The National Child Traumatic Stress Network (NCTSN) and the National Center for PTSD offer a free-to-download Psychological First Aid Field Operations Guide (Brymer, Jacobs, Layne, Pynoos, Ruzek, Steinberg, Vernberg, Watson, 2006) and specific material pertaining to school-related crises to facilitate evidence-based responses to disasters and terrorism such as the tragic school shooting at the Newtown Elementary School in Connecticut this morning. After a tragedy such as this, many clinicians and professionals in related fields want to step in and help. While it is important to activate resources to address the needs of those affected, effectiveness of the response will depend on how organized and carefully implemented it is. Well intentioned responses with the wrong approach can actually be harmful to the psychological health of victims (Lililienfeld, 2007).
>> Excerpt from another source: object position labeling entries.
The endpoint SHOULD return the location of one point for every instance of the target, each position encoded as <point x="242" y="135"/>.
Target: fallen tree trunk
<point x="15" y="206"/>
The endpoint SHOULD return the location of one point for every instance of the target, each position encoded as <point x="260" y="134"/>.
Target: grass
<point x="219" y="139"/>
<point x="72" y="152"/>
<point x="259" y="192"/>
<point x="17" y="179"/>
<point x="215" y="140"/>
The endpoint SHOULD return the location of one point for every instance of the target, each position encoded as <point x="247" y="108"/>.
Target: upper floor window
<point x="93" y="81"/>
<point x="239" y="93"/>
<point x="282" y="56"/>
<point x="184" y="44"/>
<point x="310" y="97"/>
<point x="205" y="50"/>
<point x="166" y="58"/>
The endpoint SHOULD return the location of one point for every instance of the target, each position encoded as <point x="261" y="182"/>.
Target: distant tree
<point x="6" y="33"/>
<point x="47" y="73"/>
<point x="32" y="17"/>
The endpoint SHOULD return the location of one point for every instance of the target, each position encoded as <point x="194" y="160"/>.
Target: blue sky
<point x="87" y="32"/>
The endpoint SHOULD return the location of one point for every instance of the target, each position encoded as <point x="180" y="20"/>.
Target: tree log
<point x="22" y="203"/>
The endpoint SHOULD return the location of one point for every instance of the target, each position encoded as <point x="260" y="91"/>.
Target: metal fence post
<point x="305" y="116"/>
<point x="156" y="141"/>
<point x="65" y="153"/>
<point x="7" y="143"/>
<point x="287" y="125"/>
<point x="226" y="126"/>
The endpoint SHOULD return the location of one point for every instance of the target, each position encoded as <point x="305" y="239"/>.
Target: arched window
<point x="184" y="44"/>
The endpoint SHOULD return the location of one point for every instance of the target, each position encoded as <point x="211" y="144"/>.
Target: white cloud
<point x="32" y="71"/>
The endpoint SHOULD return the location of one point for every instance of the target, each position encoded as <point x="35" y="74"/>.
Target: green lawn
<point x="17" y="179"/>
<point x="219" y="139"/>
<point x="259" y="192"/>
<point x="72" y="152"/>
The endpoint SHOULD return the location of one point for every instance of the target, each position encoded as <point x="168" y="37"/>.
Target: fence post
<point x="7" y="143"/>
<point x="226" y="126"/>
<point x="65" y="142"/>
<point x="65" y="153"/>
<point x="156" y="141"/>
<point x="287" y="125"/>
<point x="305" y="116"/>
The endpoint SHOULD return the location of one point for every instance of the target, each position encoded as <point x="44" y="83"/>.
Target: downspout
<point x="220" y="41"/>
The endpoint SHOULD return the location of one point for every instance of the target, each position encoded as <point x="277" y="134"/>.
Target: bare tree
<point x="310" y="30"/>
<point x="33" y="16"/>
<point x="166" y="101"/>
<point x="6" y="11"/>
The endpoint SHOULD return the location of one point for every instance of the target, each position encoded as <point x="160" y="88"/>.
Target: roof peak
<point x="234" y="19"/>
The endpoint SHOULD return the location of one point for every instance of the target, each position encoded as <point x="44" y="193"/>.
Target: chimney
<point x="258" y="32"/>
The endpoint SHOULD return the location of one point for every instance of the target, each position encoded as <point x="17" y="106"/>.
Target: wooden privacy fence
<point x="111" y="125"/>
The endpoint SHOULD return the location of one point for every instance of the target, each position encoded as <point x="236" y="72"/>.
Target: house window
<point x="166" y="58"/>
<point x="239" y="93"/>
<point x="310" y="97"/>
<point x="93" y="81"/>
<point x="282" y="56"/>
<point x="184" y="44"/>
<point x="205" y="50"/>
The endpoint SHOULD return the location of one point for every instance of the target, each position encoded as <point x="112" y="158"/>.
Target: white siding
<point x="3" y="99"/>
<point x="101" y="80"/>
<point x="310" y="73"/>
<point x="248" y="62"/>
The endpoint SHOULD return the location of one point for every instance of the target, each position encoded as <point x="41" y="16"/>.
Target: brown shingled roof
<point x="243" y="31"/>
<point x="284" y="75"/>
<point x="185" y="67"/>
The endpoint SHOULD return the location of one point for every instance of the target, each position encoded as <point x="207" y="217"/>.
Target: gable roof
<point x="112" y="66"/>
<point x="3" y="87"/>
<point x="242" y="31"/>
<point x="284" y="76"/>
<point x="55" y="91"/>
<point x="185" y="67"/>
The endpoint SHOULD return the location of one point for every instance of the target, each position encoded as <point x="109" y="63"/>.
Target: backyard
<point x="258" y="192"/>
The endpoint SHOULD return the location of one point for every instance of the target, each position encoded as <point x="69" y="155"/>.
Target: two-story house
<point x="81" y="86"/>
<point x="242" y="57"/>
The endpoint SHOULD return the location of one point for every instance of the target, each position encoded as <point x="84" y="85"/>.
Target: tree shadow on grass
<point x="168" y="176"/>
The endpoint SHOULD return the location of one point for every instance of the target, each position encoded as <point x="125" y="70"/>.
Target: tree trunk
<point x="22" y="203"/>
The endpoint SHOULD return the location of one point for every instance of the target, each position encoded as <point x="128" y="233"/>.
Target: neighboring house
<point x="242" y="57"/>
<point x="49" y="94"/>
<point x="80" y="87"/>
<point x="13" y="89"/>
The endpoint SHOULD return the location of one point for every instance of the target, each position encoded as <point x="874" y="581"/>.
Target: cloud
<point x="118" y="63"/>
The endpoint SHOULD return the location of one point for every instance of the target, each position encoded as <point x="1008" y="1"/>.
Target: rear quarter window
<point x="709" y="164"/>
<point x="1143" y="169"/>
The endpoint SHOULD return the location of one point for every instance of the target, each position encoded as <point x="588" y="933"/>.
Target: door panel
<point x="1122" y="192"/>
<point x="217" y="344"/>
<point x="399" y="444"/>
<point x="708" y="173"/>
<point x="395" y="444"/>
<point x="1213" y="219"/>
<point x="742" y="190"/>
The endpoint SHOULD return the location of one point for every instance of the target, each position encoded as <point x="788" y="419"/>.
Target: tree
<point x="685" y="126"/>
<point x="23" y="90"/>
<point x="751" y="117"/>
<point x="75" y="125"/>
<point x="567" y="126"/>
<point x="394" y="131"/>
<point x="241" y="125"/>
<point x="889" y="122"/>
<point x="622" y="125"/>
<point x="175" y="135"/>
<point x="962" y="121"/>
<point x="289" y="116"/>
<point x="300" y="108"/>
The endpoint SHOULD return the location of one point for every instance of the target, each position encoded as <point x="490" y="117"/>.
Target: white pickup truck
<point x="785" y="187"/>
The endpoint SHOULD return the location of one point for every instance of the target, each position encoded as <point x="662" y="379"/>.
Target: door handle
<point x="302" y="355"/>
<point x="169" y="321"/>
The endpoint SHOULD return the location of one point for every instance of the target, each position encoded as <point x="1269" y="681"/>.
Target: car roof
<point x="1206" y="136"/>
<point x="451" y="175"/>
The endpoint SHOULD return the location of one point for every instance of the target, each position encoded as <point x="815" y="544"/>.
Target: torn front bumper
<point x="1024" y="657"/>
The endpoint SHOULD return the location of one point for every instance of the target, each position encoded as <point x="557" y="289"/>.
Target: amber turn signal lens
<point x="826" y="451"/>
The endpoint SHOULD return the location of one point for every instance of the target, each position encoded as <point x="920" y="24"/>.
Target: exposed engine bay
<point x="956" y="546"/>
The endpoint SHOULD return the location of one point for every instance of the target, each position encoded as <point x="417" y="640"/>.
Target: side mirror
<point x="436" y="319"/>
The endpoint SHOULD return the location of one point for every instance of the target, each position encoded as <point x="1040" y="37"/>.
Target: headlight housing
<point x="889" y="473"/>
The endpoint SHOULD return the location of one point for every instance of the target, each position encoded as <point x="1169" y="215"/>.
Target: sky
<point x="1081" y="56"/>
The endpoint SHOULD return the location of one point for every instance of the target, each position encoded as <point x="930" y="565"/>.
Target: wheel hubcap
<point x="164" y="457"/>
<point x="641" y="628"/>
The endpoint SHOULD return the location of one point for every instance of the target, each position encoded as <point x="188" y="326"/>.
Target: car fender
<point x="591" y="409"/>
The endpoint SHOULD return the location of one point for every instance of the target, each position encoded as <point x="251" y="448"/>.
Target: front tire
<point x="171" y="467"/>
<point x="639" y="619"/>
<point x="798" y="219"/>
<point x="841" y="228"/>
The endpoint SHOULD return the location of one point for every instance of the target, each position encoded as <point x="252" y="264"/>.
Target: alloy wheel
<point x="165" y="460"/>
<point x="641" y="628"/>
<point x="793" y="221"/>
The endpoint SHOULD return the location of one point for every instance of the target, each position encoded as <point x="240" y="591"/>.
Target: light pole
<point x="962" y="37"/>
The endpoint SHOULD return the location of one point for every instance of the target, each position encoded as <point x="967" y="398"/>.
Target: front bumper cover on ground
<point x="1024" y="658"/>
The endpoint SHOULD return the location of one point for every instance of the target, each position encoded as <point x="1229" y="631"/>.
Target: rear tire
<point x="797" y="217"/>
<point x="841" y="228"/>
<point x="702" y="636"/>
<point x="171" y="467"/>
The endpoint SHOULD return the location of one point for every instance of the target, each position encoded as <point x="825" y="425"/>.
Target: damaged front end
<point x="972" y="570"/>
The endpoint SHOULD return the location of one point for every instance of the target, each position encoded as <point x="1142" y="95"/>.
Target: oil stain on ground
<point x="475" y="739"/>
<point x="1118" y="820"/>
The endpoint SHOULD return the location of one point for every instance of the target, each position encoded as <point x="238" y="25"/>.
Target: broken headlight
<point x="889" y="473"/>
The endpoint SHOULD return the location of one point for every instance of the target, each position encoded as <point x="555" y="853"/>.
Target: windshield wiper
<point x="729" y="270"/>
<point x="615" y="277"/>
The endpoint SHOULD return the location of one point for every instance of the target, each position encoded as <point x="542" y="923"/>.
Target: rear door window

In the immediate aftermath of such an event, the primary goal is to reestablish a sense of safety. The basic objectives of psychological first aid responders include: (1) establishing a non-intrusive connection with the victims, (2) maintaining safety and providing social support and comfort, (3) providing support to highly distressed victims to help them to regulate their overwhelming emotions, (4) non-instrusively gathering information to learn of victims’ specific needs and concerns, (5) providing ongoing instrumental support and assistance to help address their needs and concerns, (6) helping to connect victims to existing social support networks and resources, and (7) encouraging positive coping strategies (Brymer et al., 2006).
The following are links to helpful information and downloads (in English, Spanish, Japanese, and Chinese) available on the NCTSN website:
We send our deepest sympathies to the victims, their families, and all of those affected in and around the State of Connecticut by this violent tragedy.